Le rythme haché, fracturé de la phrase, illustration réaliste de celui qui perd le souffle chez Gracq ne s'oppose pas à l'emploi de quelques mots recherchés. Celle est visible dans le syntagme "dans la toute-puissance défaillante de son âme", l'antithèse "toute" et "défaillante" n'est qu'un sursaut de vie devant la mort. C'est "le point sublime" l'extase, où l'âme rentrée en elle-même dans une sorte de face à face, proche de l'extase, se contemple l'instant d'un éclair, dont le couteau est ici le support de la manifestation (147).

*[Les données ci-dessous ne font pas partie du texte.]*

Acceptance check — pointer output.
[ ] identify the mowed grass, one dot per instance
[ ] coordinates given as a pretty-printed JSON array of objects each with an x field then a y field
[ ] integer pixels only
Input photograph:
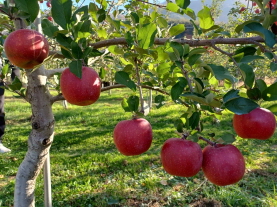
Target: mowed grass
[{"x": 87, "y": 170}]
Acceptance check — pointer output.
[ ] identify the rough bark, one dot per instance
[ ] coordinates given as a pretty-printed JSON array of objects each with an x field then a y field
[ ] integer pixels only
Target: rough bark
[{"x": 39, "y": 140}]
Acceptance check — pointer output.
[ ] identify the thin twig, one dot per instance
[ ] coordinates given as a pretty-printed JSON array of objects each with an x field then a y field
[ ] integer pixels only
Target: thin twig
[{"x": 139, "y": 86}]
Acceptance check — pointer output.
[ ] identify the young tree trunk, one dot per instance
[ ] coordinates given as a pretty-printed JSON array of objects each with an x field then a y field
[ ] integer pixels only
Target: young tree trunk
[{"x": 39, "y": 141}]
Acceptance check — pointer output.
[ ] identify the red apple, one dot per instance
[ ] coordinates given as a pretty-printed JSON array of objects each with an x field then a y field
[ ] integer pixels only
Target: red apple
[
  {"x": 81, "y": 92},
  {"x": 260, "y": 123},
  {"x": 133, "y": 137},
  {"x": 223, "y": 164},
  {"x": 181, "y": 157},
  {"x": 242, "y": 9},
  {"x": 48, "y": 4},
  {"x": 26, "y": 48}
]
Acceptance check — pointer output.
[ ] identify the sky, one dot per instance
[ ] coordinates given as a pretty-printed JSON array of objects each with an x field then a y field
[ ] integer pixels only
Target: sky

On peut reprendre au compte de Gracq ce que lui-même disait de Breton : "Si apparemment articulée, éloquente, concertée qu'elle soit (...) cette carcasse de prose classique n'est plus qu'un trompe l’œil, une croûte mince entièrement rongée de l'intérieur par un flux insolite de poésie" (148). Il semble que chez Gracq, la langue poétique soit une mise en sommeil, momentanée de la syntaxe. Car la poésie n'est pas du domaine de la science. Elle ne répond pas aux normes du rationnel. "... L'image littéraire est un explosif. Elle fait soudain éclater les phrases toutes faites, elle brise les proverbes qui roulent d'âge en âge, elle nous fait entendre les substantifs après leur explosion quant ils ont quitté la géhenne de leur racine, quand ils ont franchi la porte des ténèbres, quand ils ont transmué leur matière." (149).


Si notre étude n'a porté que sur certains passages d'une seule œuvre, c'est parce que ces passages sont à la fois caractéristiques et significatifs du premier récit de Julien Gracq et de l’œuvre de cet écrivain en général ; de plus, ils n'étaient qu'un exemple nécessaire à la poursuite de notre étude d'ensemble sur les Magies du Verbe. En effet, notre propos n'est pas l'étude du style, en soi, mais seulement le texte Gracquien dans ses rapports avec l'imaginaire traditionnel de l'ésotérisme, de l'alchimie et du symbolisme des religions.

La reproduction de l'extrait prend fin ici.